ChIP-exo testing was initially prioritized in K562, MCF-7, and HepG2, using gene expression values (FPKM in RNA-seq) generated from the ENCODE Project Consortium as the basis for the cell type used (Uhlén et al. 2005; The ENCODE Project Consortium 2012). Targets were assigned to the cell type most likely to express the protein of interest. If no cell line had a clear high expression for a specific target (>25% FPKM relative to all other considered cell lines), testing defaulted to K562. K562 was selected as the default owing to its status as a Tier 1 ENCODE cell line and the plethora of existing genomic data that could orthogonally support any findings. Samples were processed in batches of 48 in 96-well plate format. The PCRP-derived USF1 or NRF1 antibody served as a positive control for every processed cohort as well as an IgG or “no antibody” mock ChIP-negative control. Cross-linked sonicated chromatin from approximately 7 million cells was incubated with antibody-bound beads and then subjected to the ChIP-exo 5.0 assay (Rossi et al. 2018).
ChIP-exo 5.0 assay
Chromatin for ChIP-exo was prepared by resuspending cross-linked and quenched chromatin in Farnham cell lysis buffer at a ratio of 25 million cells to 1 mL of buffer for 20 min at 4°C. At the 10-min mark, cells were pushed through a 25-gauge needle five times to enhance cellular lysis. Nuclei were then isolated by pelleting at 2500g for 5 min. Nuclei were resuspended in RIPA buffer (25 million cells to 1 mL of buffer) for an additional 20 min at 4°C and then pelleted again at 2500g for 5 min. Disrupted nuclei were then finally resuspended in 1× PBS (25 million cells to 1 mL of buffer) and sonicated for 10 cycles (30-on/30-off) in a Diagenode pico. Solubilized chromatin was then processed through ChIP-exo. Production-scale ChIP-exo 5.0 was generally performed in batches of 48 in a 96-well plate, alternating every column to reduce risk of cross-contamination. Briefly, solubilized chromatin was incubated with pAG Dynabeads, preloaded with 3 ug of antibody overnight, then sequentially processed through A-tailing, first adapter ligation, Phi29 fill-in, lambda exonuclease digestion, cross-link reversal, second adapter ligation, and PCR for final high-throughput sequencing.
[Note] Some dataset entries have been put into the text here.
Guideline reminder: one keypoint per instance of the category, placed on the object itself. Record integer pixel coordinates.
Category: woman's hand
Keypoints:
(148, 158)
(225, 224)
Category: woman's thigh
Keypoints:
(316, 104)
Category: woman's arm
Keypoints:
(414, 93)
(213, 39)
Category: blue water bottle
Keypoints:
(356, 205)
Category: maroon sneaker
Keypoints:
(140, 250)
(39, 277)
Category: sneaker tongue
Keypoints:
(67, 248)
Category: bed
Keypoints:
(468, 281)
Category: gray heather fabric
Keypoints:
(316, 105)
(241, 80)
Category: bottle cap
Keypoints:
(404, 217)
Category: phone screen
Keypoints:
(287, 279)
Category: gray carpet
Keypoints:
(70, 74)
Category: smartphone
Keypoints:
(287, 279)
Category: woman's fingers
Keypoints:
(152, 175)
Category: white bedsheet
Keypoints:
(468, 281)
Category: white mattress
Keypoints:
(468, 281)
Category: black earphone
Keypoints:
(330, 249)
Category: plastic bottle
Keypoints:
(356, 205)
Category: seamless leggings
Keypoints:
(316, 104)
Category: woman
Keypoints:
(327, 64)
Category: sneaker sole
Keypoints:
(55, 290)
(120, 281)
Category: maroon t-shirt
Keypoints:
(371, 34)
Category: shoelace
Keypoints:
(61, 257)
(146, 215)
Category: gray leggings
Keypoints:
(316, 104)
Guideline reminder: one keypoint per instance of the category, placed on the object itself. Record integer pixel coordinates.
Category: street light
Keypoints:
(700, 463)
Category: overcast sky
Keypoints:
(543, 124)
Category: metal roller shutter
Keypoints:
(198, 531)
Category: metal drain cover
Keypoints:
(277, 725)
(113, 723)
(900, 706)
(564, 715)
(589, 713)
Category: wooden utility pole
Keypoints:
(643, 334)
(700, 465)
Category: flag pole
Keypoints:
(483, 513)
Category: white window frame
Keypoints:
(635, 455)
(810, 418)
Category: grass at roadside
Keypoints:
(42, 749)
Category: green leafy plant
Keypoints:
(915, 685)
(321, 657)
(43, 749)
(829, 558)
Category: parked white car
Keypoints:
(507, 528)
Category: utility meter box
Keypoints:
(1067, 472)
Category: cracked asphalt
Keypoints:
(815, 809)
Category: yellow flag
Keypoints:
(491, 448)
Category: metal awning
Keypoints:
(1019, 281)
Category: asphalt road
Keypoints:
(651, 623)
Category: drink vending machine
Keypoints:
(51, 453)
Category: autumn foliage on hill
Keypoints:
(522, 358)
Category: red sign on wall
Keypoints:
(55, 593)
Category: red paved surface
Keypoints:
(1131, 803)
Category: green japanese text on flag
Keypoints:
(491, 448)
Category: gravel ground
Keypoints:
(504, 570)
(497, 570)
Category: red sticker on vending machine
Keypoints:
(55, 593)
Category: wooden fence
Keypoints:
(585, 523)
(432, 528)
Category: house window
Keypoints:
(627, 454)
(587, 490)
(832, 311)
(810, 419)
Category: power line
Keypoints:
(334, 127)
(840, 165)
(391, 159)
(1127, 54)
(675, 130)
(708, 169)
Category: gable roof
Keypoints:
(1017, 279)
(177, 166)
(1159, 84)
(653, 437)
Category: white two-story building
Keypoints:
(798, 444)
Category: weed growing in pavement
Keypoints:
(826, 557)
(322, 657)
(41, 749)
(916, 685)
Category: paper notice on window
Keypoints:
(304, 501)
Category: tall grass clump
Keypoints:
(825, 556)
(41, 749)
Equal proportions of ChIP samples were barcoded, pooled, and sequenced. Illumina paired-end read (40-bp Read_1 and 36-bp Read_2) sequencing was performed on a NextSeq 500 and 550. Although, on average, we sought approximately 10 million total paired-end reads per ChIP, we accepted less if there was strong evidence of target enrichment. Otherwise, we performed an additional round of sequencing. The 5′ end of Read_1 corresponded to the exonuclease stop site, located ∼6 bp upstream of a protein–DNA cross-link. Read_2 served two indirect functions: to provide added specificity to genome-wide mapping and to remove PCR duplicates.
ChIP-seq
We fixed 1 × 108 cells in 1% formaldehyde (Sigma-Aldrich 252549) in PBS for 15–20 min at room temperature and quenched with 1/10th volume of 1.25 M glycine for 5 min at room temperature. Cells were collected at 1000g for 5 min, washed in PBS, and pelleted at 1000 × g for 5 min, and pellets were flash-frozen in liquid nitrogen and stored at −80°C until use. Pellets were thawed on ice and resuspended in 10 mL lysis buffer 1 (50 mM HEPES at pH 7.5, 140 mM NaCl, 1 mM EDTA, 10% glycerol, 0.5% IGEPAL CA-630, 0.25% Triton X-100 with 5 µL/mL Sigma-Aldrich 8340 protease inhibitor cocktail), incubated on ice 10 min, pelleted 1500g, and subsequently washed in lysis buffer 2 (10 mM Tris-HCl at pH 8.0, 200 mM NaCl, 1 mM EDTA, 0.5 mM EGTA and 5 uL/mL protease inhibitor) as with lysis buffer 1 before resuspending in 1 mL lysis buffer 3 (10 mM tris-HCl at pH 8.0, 1 mM EDTA, 0.1% SDS, and 5 uL/mL protease inhibitors) for sonication as previously described (Lee et al. 2006). Chromatin was sheared in a 1-mL milliTUBE with AFA fiber on a Covaris E220 using 10% duty factor for 2 min. The sheared chromatin concentration was estimated with NanoDrop at OD260 and diluted to 1 mg/mL in ChIP dilution buffer (10% Triton X-100, 1 M NaCl, and 1% sodium deoxycholate). One milligram chromatin was combined with 4 µg hybridoma tissue culture supernatant and rotated overnight at 4°C. Forty microliters of protein G Dynabeads was added and incubated for 2–4 h rotating at 4°C. Samples were washed five times with 1 mL RIPA buffer, two times with TE with 50 mM NaCl. Chromatin was eluted with 800 µL elution buffer (50 mM Tris at pH 8.0, 1 mM EDTA, 0.1% SDS) for 30 min at 65°C, shaking at 1500 rpm in a ThermoMixer (Eppendorf). Supernatants were collected, digested with 20 µL of 20 mg/mL Proteinase K, and incubated overnight at 65°C. DNA was purified with phenol chloroform extraction. Five hundred microliters of the aqueous phase was precipitated with 20 µL 5 M NaCl, 1.5 µg glycogen, and 1 mL EtOH for 1 h on ice or overnight at −20°C.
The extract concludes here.